Johnson threw considerably less less power strikes to the head (47 in all), but connected on 25 of his 61 jabs. In contrast, Benavidez threw a whopping 150 power strikes to the head but managed to land just 14 of them. Benavidez threw one less jab over the course of the fight, but also managed to score a small amount, landing only 13 jabs through five rounds.
The difference in stats relates back to both men's strategies coming in. Clearly, Johnson wanted to use his quickness and athletic ability to evade Benavidez's power punches. It worked, as Johnson was able to avoid any serious threats to the head aside from a knockdown in the fourth round.
If the disparity from strikes to the head weren't enough to show you how effective Demetrious Johnson was, perhaps the strikes to the body category will.
Johnson threw a combined 49 strikes to the body and landed 40 of them. He was also 31-for-39 on his power strikes to the body. Joseph Benavidez threw considerably less with only 31 combined body strikes attempted and also landed less with 14 successful strikes to the body.
"Mighty Mouse" was likely attempting to work the body of Benavidez in order to slow the Team Alpha Male fighter down. Johnson wanted to use an in-and-out type of strategy, and by slowing Benavidez down, he was able to hit without being hit back.
The lack of body strikes attempted by Benavidez also could be due to the fact he believed he needed a knockout to avoid going to a judge's scorecard.
A look at the grappling stats tells the same story of dominance by Demetrious Johnson.
Joseph Benavidez attempted seven total takedowns and was unsuccessful on every one of them. Johnson, on the other hand, went 5-for-10 in takedown attempts. The one shining light for Benavidez in the grappling department was the tight guillotine he nearly secured in the fourth round.
Although the grappling game wasn't used often in this title bout, it's clear from the numbers that although Benavidez came the closest to finishing the fight with his submission attempts, Johnson controlled much of the action on the mats as well as on the feet.
Breaking down the fight round by round, you can see that only one round clearly went to Joseph Benavidez.
In the fourth round, Benavidez had perhaps his best chance to seize the title, as he was able to knock down Demetrious Johnson and came extremely close to securing a guillotine while in mount. Johnson was able to recover and fend off the tight choke and survived the round.
The second round was closely scored by FightMetric, with Johnson emerging as winner based on a FightMetric Effectiveness score of 50 to 47. This close round is likely what contributed to the judge scoring the decision for Benavidez.

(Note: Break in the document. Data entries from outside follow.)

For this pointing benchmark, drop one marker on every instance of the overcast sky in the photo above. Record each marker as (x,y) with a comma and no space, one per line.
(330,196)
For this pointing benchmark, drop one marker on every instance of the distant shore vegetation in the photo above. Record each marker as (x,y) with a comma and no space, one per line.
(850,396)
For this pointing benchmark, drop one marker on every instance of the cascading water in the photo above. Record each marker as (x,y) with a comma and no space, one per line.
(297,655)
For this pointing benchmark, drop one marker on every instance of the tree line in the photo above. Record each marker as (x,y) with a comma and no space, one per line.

The biggest margin of victory for Johnson in a single round was the first in which the round was scored 49 to 23 in favour of the champion.
So if the numbers have Demetrious Johnson being the clear winner, why is there any controversy and why was it a split decision for "Mighty Mouse?"

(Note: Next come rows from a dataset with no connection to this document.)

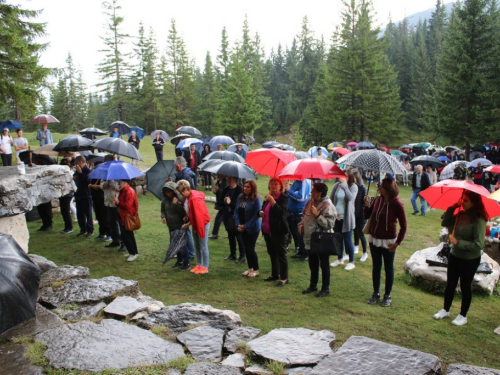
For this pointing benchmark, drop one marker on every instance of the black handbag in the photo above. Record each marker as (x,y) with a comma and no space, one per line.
(326,243)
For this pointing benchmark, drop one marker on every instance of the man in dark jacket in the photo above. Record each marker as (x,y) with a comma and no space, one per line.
(420,182)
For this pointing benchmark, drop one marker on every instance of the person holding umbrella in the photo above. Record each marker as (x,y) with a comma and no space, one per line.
(467,228)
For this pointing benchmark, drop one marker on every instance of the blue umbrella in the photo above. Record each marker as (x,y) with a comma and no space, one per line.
(11,124)
(115,170)
(138,131)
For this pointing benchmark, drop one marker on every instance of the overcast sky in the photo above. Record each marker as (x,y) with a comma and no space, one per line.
(76,26)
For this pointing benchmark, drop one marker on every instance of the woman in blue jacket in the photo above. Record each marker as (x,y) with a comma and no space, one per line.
(247,220)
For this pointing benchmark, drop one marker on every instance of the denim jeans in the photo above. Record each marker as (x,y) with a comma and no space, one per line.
(201,247)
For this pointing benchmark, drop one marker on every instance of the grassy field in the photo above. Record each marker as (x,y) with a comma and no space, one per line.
(407,322)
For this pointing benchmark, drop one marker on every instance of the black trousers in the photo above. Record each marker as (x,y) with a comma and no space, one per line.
(276,248)
(463,269)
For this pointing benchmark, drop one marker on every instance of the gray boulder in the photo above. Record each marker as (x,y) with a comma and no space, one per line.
(179,317)
(87,291)
(204,343)
(294,346)
(362,355)
(109,344)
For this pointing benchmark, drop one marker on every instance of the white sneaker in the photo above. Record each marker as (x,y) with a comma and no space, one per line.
(442,314)
(132,258)
(338,262)
(459,320)
(350,266)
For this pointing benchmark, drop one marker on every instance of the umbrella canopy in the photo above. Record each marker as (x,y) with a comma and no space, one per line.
(178,239)
(19,278)
(43,119)
(269,144)
(224,155)
(74,143)
(118,146)
(48,149)
(230,168)
(138,131)
(269,162)
(446,193)
(191,130)
(364,145)
(157,175)
(311,168)
(426,160)
(373,160)
(10,124)
(163,135)
(115,170)
(122,127)
(475,162)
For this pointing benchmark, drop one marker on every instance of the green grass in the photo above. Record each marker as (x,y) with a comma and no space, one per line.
(408,322)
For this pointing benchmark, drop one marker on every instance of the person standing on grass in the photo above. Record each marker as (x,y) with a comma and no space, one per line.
(385,211)
(466,228)
(196,215)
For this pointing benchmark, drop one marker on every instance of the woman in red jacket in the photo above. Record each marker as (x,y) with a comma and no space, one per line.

Johnson's style and the fourth round during the fight are likely what people will hang their hat on when discussing why Benavidez won on one of the judge's scorecard. Johnson's strategy mimicked that of his former adversary, Dominick Cruz, in that Johnson used his footwork to evade the incoming strikes and takedowns of Joseph Benavidez.

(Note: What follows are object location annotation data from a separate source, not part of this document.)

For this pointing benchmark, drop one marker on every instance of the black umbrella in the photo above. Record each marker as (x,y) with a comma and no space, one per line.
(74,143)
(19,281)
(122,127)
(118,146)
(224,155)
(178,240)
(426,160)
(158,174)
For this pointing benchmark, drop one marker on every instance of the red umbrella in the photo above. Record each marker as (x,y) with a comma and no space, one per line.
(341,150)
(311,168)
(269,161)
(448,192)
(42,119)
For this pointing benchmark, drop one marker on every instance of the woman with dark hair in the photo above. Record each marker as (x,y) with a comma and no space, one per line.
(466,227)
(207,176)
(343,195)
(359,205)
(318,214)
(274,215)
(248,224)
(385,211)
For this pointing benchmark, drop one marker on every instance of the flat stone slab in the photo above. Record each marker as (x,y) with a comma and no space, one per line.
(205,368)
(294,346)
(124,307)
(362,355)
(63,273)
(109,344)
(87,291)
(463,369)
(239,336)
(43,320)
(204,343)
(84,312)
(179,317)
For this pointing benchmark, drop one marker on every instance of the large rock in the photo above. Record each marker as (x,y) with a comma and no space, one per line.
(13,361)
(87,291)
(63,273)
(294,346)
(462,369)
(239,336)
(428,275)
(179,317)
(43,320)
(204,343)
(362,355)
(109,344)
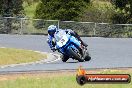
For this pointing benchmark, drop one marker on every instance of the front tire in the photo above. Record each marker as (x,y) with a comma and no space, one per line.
(64,58)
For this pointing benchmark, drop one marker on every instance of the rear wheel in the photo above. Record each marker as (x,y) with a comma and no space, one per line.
(64,58)
(87,57)
(76,54)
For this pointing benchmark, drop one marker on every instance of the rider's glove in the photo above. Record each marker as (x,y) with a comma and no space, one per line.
(53,49)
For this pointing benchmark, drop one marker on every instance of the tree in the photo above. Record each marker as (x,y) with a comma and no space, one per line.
(9,8)
(124,11)
(60,9)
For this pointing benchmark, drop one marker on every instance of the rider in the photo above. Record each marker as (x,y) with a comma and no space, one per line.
(52,29)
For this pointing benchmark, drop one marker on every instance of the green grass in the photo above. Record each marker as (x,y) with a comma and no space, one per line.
(16,56)
(30,9)
(57,80)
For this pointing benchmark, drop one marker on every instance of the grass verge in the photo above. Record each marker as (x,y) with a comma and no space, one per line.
(17,56)
(56,80)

It's not an endearing style to fans and certainly won't help the flyweight division grow in popularity.
Another arguing point is that Benavidez is the only one who ever came close to actually finishing the fight. The knockdown followed by the guillotine attempt are the only two points in which the fight seemed to be over. Although Benavidez was held in check for the majority of the fight, "Joe Jitsu" fans can at least say their guy didn't try to win on points.